The module pyro.optim provides support for optimization in Pyro. In particular it provides PyroOptim, which is used to wrap PyTorch optimizers and manage optimizers for dynamically generated parameters (see the tutorial SVI Part I for a discussion). Any custom optimization algorithms are also to be found here.

PyroOptim¶

class PyroOptim(optim_constructor, optim_args)[source]

Bases: object

A wrapper for torch.optim.Optimizer objects that helps managing with dynamically generated parameters

Parameters: optim_constructor – a torch.optim.Optimizer optim_args – a dictionary of learning arguments for the optimizer or a callable that returns such dictionaries
get_state()[source]

Get state associated with all the optimizers in the form of a dictionary with key-value pairs (parameter name, optim state dicts)

load(filename)[source]
Parameters: filename – file name to load from

save(filename)[source]
Parameters: filename – file name to save to

Save optimizer state to disk

set_state(state_dict)[source]

Set the state associated with all the optimizers using the state obtained from a previous call to get_state()
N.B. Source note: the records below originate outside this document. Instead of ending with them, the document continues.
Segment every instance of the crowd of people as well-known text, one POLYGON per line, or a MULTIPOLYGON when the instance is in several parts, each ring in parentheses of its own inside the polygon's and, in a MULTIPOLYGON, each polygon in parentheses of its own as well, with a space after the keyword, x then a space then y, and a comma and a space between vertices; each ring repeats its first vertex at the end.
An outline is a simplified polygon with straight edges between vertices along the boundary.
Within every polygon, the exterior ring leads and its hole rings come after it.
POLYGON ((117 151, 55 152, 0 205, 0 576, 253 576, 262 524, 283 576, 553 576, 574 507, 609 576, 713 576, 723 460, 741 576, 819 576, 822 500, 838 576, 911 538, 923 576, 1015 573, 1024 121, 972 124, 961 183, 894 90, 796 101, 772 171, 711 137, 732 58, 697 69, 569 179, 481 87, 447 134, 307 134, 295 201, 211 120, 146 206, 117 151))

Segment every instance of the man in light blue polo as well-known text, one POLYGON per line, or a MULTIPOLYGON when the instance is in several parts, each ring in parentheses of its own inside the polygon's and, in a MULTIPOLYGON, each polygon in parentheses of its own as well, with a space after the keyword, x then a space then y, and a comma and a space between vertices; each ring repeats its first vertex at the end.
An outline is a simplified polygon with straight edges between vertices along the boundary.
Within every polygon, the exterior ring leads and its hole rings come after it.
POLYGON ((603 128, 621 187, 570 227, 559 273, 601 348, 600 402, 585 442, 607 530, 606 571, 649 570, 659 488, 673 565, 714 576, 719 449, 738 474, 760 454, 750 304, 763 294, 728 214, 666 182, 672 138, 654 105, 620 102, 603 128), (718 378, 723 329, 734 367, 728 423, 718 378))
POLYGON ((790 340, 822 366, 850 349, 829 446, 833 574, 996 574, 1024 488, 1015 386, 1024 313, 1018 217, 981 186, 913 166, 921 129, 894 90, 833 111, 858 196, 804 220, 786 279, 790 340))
class ClippedAdam(params, lr=0.001, betas=(0.9, 0.999), eps=1e-08, weight_decay=0, clip_norm=10.0, lrd=1.0)[source]

Bases: torch.optim.optimizer.Optimizer

Parameters: params – iterable of parameters to optimize or dicts defining parameter groups lr – learning rate (default: 1e-3) betas (Tuple) – coefficients used for computing running averages of gradient and its square (default: (0.9, 0.999)) eps – term added to the denominator to improve numerical stability (default: 1e-8) weight_decay – weight decay (L2 penalty) (default: 0) clip_norm – magnitude of norm to which gradients are clipped (default: 10.0) lrd – rate at which learning rate decays (default: 1.0)
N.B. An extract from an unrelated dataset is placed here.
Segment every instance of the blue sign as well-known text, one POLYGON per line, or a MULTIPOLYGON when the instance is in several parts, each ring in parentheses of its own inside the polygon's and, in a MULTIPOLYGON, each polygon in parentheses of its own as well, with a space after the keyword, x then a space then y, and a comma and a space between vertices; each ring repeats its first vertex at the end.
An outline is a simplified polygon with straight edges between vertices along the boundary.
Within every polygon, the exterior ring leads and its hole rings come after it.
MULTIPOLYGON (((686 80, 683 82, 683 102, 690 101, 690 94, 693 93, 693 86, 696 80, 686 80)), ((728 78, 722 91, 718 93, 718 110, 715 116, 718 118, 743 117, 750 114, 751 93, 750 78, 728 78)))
Small modification to the Adam algorithm implemented in torch.optim.Adam to include gradient clipping and learning rate decay.

Reference

A Method for Stochastic Optimization, Diederik P. Kingma, Jimmy Ba https://arxiv.org/abs/1412.6980

step(closure=None)[source]

:param closure:: An optional closure that reevaluates the model and returns the loss.

Performs a single optimization step.